The reality of insurance costs
Every insurer uses a range of statistics to determine premium prices, and this applies to auto coverage, travel insurance, property insurance and more.
A customer’s credit score is just one of the factors that come into play when it comes to car insurance, and the reason is simple; people with bad credit scores are statistically more likely to have been involved in car accidents or have driving convictions on their record than those with good credit scores.
Of course if you drive carefully and your personal history behind the wheel is free of any incidents, it will all count in your favour.
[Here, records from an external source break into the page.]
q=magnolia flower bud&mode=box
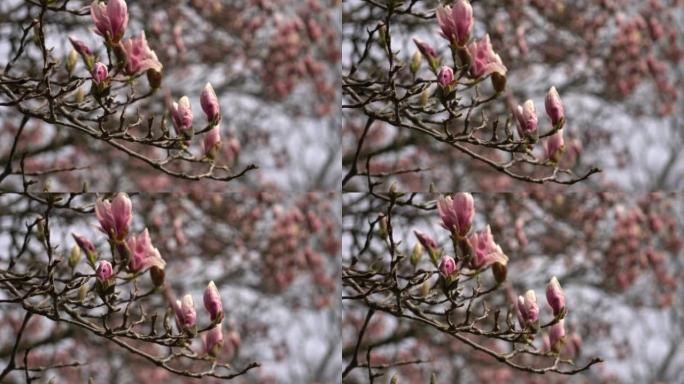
[517,290,539,329]
[544,86,565,126]
[92,62,108,85]
[175,294,197,333]
[66,49,78,73]
[413,230,438,255]
[491,261,507,283]
[546,276,566,317]
[203,281,223,322]
[438,255,457,277]
[549,319,566,353]
[491,72,506,93]
[147,69,162,89]
[202,125,222,160]
[150,266,165,287]
[200,82,220,123]
[410,242,423,266]
[72,232,97,265]
[515,99,538,141]
[204,325,224,357]
[544,129,565,163]
[378,214,388,240]
[96,260,113,283]
[410,51,422,74]
[437,193,474,238]
[69,245,82,268]
[171,96,194,138]
[437,65,454,88]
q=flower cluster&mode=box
[170,83,225,161]
[516,276,569,353]
[515,86,567,163]
[70,193,234,358]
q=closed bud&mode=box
[491,261,507,283]
[147,69,162,89]
[390,375,398,384]
[150,266,165,287]
[79,283,89,303]
[545,276,566,317]
[204,325,224,357]
[410,51,422,74]
[544,86,565,127]
[175,294,197,333]
[438,255,457,278]
[420,89,430,106]
[549,319,566,353]
[203,281,224,322]
[437,65,454,88]
[69,245,82,268]
[491,72,506,93]
[92,62,109,85]
[66,49,78,73]
[96,260,113,283]
[200,82,220,123]
[378,214,388,240]
[410,242,423,266]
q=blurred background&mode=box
[343,192,684,383]
[0,192,341,383]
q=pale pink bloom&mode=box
[437,193,474,237]
[544,86,565,126]
[437,65,454,88]
[438,255,457,277]
[546,276,566,317]
[96,260,113,282]
[544,129,565,162]
[515,100,538,138]
[204,325,224,357]
[120,31,163,75]
[466,34,507,78]
[200,82,220,122]
[95,193,132,241]
[203,281,223,322]
[175,294,197,331]
[549,319,566,351]
[68,35,92,56]
[412,37,438,60]
[126,228,166,273]
[92,62,108,84]
[413,229,438,252]
[202,125,222,159]
[467,225,508,269]
[436,0,473,46]
[171,96,193,135]
[91,0,128,43]
[517,290,539,327]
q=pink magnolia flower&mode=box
[517,290,539,328]
[544,86,565,126]
[437,193,474,238]
[202,125,222,159]
[413,229,438,252]
[436,0,473,47]
[204,325,224,357]
[171,96,193,136]
[437,66,454,88]
[200,82,220,123]
[203,281,223,322]
[466,34,507,78]
[546,276,566,317]
[544,129,565,163]
[126,228,166,273]
[467,225,508,269]
[72,232,96,256]
[92,62,108,84]
[91,0,128,44]
[175,294,197,332]
[120,31,163,76]
[438,255,457,277]
[515,100,538,139]
[549,319,566,352]
[68,35,92,57]
[95,193,132,241]
[412,37,438,60]
[96,260,113,282]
But even so, bad credit can still make you pay more for your car insurance.
Find the best car insurance for you
Even if you have bad credit, you can lower car insurance costs if you compare quotes using a platform like Cheap insurance.
You will find that some insurers have offers aimed at customers with bad credit, and indeed many suppliers don’t actually use it as a factor to calculate premium prices.
So, by playing the field and investigating all the insurance products available, you don’t have to worry about a big bill when it comes time to renew your car coverage.
Understanding Regional Differences
Most states, including New York, allow insurers to change auto insurance premiums based on customers’ credit scores.
However, in California and a few other places, rules have been put in place to prevent this practice.
Even in New York, there are specific safeguards that insurers must follow if they take credit score into account when calculating insurance costs. For example, customers should be notified when their credit score has resulted in a more expensive plan being offered.
Similarly, insurers are required to check for any change in credit score and revise premium prices accordingly at least once every three years.
Importantly, for car owners in New York, once you have purchased car insurance from a provider, they are prohibited from increasing the price you pay or ending the policy early based on of your credit history.
So if your credit score suffers a setback and you’re halfway through your insurance period, it won’t hit you in the wallet.
Improve your prospects
If you don’t like the idea of moving to an entirely different state to save on your car insurance, then improving your credit score is your best bet.
Again, many factors go into determining this, and the biggest influence is your repayment history.
Missing repayments on personal loans, mortgages, and credit cards will hurt your credit score. Conversely, if you consistently meet payment deadlines and don’t drop the ball, you will be rewarded with an improved score.
The amount of debt you hold is also relevant, although as long as you pay off the total it will actually benefit your score.
Ultimately, it’s about showing you’re a responsible person, and it’s perhaps the most telling reason auto insurers charge more if a customer has a low credit score in their name.